Re: How can I write this experiment?

Dorea,
     The simplest way to determine the concentration of the solutions 
would be to weigh a known volume of the solutions, allow the water to boil 
away and weigh the solid sucrose at the end.  This gives the most accurate 
result for concentration. However, since you seem to want to solve the 
problem using diffusion and osmosis here is a simple way to do it. 

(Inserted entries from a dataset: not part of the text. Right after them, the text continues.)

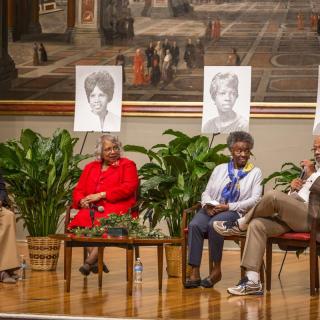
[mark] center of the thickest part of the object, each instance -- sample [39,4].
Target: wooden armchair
[302,239]
[186,217]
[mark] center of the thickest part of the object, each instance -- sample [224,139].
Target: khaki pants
[8,247]
[275,214]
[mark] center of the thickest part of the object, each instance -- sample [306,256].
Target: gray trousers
[275,214]
[201,226]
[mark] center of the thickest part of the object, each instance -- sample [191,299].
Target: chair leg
[136,252]
[262,270]
[268,264]
[317,273]
[313,264]
[85,254]
[160,265]
[64,261]
[184,259]
[242,244]
[100,265]
[282,263]
[210,263]
[68,267]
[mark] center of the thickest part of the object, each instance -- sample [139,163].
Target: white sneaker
[228,228]
[246,287]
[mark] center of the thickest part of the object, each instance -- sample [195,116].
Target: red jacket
[119,181]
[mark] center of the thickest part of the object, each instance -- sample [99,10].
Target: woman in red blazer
[110,182]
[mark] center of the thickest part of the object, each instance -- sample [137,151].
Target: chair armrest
[185,214]
[314,200]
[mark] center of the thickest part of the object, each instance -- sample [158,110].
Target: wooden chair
[309,240]
[186,217]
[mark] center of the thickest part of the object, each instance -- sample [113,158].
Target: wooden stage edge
[25,316]
[42,294]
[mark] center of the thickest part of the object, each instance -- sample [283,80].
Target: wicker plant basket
[174,264]
[43,253]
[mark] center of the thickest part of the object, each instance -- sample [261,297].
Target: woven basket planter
[43,253]
[174,261]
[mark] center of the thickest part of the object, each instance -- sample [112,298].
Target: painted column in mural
[8,70]
[71,17]
[87,30]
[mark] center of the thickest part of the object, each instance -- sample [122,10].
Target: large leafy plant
[40,173]
[175,176]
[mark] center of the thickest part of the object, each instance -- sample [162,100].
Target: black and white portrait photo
[316,125]
[226,99]
[98,98]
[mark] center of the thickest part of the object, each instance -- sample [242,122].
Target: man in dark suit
[276,213]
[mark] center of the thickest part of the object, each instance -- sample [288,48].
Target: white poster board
[226,99]
[316,125]
[98,98]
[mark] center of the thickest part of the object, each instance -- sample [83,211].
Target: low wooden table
[127,243]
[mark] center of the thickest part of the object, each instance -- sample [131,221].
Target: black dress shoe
[190,284]
[85,269]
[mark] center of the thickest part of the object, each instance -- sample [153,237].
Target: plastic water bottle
[23,266]
[138,268]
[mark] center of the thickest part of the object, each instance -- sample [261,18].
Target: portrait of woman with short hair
[225,107]
[98,98]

Osmotic pressure: I dont know how familiar you are with osmosis but let me 
explain some basics anyways.  Consider a U tube shown below containing two 
concentrations A and B of sucrose solution in its two arms. The volumes of 
the two solutions are "equal".  These solutions are separated by a 
semipermeable membrane.  This is a membrane usually made of cellophane 
that can allow water to pass through but not sucrose.  This is because the 
pores in the cellphane are too small for the big sucrose molecules to pass 
through.  Assume that con(A) < con(B) i.e. A has more water than B. It is 
more dilute.  Because of this some water will permeate through the 
cellophane to the B-side of the U-tube. This will result in an increase in 
the level of the liquid on the B-side of the two. Thus on simply looking 
at the liquid levels in the two arms after allowing sufficient time for 
equilibrium to be established between the two liquids, you can tell which 
is the more concentrated solution. In this case since the level of the B-
side increases, B is more concentrated than A.


        
| |    | |         
| |    | |
| |    | |
|_|    |_|
| |A   | |B
| |    | |
\ \____/ /
 \__||__/      
    
Semipermeable membrane = Cellophane. This is shown as two vertical limes 
at the bottom of the U-tube. 

| |    | |
| |    | |
| |    | |
| |A   |_|B
| |    | |
|_|    | |    
\ \____/ /
 \__||__/      
 
Having said that why does water diffuse from the less concentrated to the 
more concentrated solution? This seems to be against a concentration 
gradient!! This is because of a phenomena called osmotic pressure.  
You may be aware of the gas law,

PV=nRT
Now, if we divide both sides of the equation by V we get

    P = cRT

where c = n/V .  This is the concentration in moles/liter (M in your 
problem). R is the universal gas constant and is equal to 0.08205 liter 
atm K-1 mol-1. (Here K represents Kelvin (unit of temperature))
T is the temperature. Thus if you have a concentration of 0.2M then the 
osmotic pressure is 
       0.2*0.08205*298K = 4.9 atm.  

For a 0.4M solution, 
P = 0.4*0.08205*298K = 9.8 atm.  

So you see that as the concentration is double the pressure is also 
doubled. So if you have these two solutions separated by the semipermeable 
membrane, water from the more dilute solution will diffuse towards the 
more concentrated solution with the aim of diluting that until the 
concentration become equal in the two arms.  Since we started out with 
equal volumes of A and B solutions, as water diffuses to B from A, the 
level on the B-side will increase. So you can tell which solution is more 
concentrated.

Note: This increase in the level of B occurs only when the membrane is 
completely "impermeable" to sucrose and completely "permeable" to water. 
If both sucrose and water can pass through the membrane then the overall 
concentration of the solution will be 0.3M and the levels in the two arms 
will be the same because of the age old truth  "Liquids find their levels".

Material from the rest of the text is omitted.